Swinburne only resources:
ProtoSOURCE: A Swinburne canvas commons resource (login required)
ProtoSOURCE was born in a time of COVID desperation. The sole intent, to maintain an effective level of knowledge transfer and interpersonal communication between students and teachers in a fully remote learning environment.
As the resource development of ProtoSOURCE began to gather momentum we soon realised that maintaining pre-pandemic levels of traditional teaching effectiveness was entirely possible, but new opportunities were presenting themselves within the learning and teaching environment that until this time we had not considered.
These opportunities were centred around the notion of a relationship. The relationship of “physical” and “digital” prototyping, and how these two unique types of problem solving within design can interact in new ways.
As traditional product designers, this relationship is well tried. Designer defines problem, prototypes using traditional means of manufacture to create physical versions of the intended solution and then moves to digital software to develop and finalize their solution.
In the context of what we see in Design Factory Melbourne, this traditional product designers' model is somewhat antiquated.
Typically, students are non-designers, from non-design backgrounds that have very limited prototyping skills.
DFM: Practice and Interdisciplinary Collaboration (DDD40013/DDD80013) is a perfect example of this. Students are typically from a health and occupational therapy background, working in teams to design a solution for their client or “need knower”. Their speciality lies in understanding people and physiology, not design nor design process, and there-in lies the opportunity.    
By utilising a range of simple physical prototyping techniques presented in ProtoSOURCE supported with resources supplied by DFM in the form of a physical ProtoKIT, these students are provided with adequate scaffolding to employ their proficiencies into an area they are not, design thinking and creative development. As a result, these “non-design" designers quickly begin creating valid, insightful, thoughtful physical prototypes that only a proficient health expert could author.
Prototyping kit
Prototyping kit
Swinburne Accessibility Hub App design. Team Big Smiles consisted of Nick Simpson, Tahmid Hossain, Nathan Reid and Carlisa Amaral Pumar.

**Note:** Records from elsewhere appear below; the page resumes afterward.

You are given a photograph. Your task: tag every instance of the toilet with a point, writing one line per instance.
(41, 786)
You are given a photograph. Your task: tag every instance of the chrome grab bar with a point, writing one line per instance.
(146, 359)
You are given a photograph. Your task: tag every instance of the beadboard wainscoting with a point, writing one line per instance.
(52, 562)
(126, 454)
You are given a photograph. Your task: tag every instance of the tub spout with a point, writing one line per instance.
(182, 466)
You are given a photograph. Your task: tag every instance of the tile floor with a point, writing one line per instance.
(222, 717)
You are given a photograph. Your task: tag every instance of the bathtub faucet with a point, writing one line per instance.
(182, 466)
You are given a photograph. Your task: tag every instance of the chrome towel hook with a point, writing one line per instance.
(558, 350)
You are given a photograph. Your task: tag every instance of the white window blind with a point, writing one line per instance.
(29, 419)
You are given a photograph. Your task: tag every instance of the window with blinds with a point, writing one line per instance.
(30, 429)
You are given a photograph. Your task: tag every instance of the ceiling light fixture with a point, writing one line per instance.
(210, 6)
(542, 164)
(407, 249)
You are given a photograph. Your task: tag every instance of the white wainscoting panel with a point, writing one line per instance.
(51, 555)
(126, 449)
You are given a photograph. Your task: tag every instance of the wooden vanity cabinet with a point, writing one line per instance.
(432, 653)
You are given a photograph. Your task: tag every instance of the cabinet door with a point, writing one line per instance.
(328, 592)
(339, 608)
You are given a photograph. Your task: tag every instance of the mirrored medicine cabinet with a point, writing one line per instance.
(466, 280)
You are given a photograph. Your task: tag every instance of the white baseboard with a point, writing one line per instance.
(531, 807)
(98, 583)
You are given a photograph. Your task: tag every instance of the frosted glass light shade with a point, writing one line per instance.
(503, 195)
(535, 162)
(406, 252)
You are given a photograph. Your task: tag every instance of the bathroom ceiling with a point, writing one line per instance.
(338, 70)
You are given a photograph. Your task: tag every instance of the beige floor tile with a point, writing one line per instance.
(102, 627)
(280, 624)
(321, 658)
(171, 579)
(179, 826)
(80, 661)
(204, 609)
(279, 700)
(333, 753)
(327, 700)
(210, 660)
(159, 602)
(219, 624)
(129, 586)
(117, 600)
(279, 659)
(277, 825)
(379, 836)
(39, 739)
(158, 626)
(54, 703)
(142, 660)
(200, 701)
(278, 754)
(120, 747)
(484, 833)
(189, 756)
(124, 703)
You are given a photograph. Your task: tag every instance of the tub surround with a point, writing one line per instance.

Swinburne Accessibility Hub App design. Team Big Smiles consisted of Nick Simpson, Tahmid Hossain, Nathan Reid and Carlisa Amaral Pumar.
InRecruit Designed by Charlotte Dinnie, Madeleine Kilpatrick, Grace Yang and Katie Grieve.
InRecruit Designed by Charlotte Dinnie, Madeleine Kilpatrick, Grace Yang and Katie Grieve.
By generating these thoughtful physical prototypes influenced by the ProtoSOURCE resource pool, the stage is set for a seamless transition and continued development of initial solutions into the digital stream. A perfect example of this is the DFM: Practice and Interdisciplinary Collaboration deliverables from Semester 2, whereby 90% of team's final deliverables where a digital App, built using Adobe XD, but developed from physical prototypes that utilising ProtoSOURCE learning and teaching resources. All from students with non-design, non-software engineering backgrounds.
Non-design designers, utilising physical and digital prototyping to generate thoughtful, successful, design solutions.
As initiators of ProtoSOURCE, this also allowed us to learn a lot about the resilience of our students and their ability to adapt and overcome adversity. It offered great insight into the strengths and weaknesses of online tools such as YouCanBookMe, Canvas, the Adobe Creative Cloud, and existing Adobe Creative Campus resources, which helped inform us as educators and our teaching format. Creative Campus resources are easy to navigate to specific information on software (such as XD), and these resources often re-enforced the resources we were creating. We look forward to continuing to develop ProtoSOURCE into the future, with the aim of creating more confident designers, no matter their background.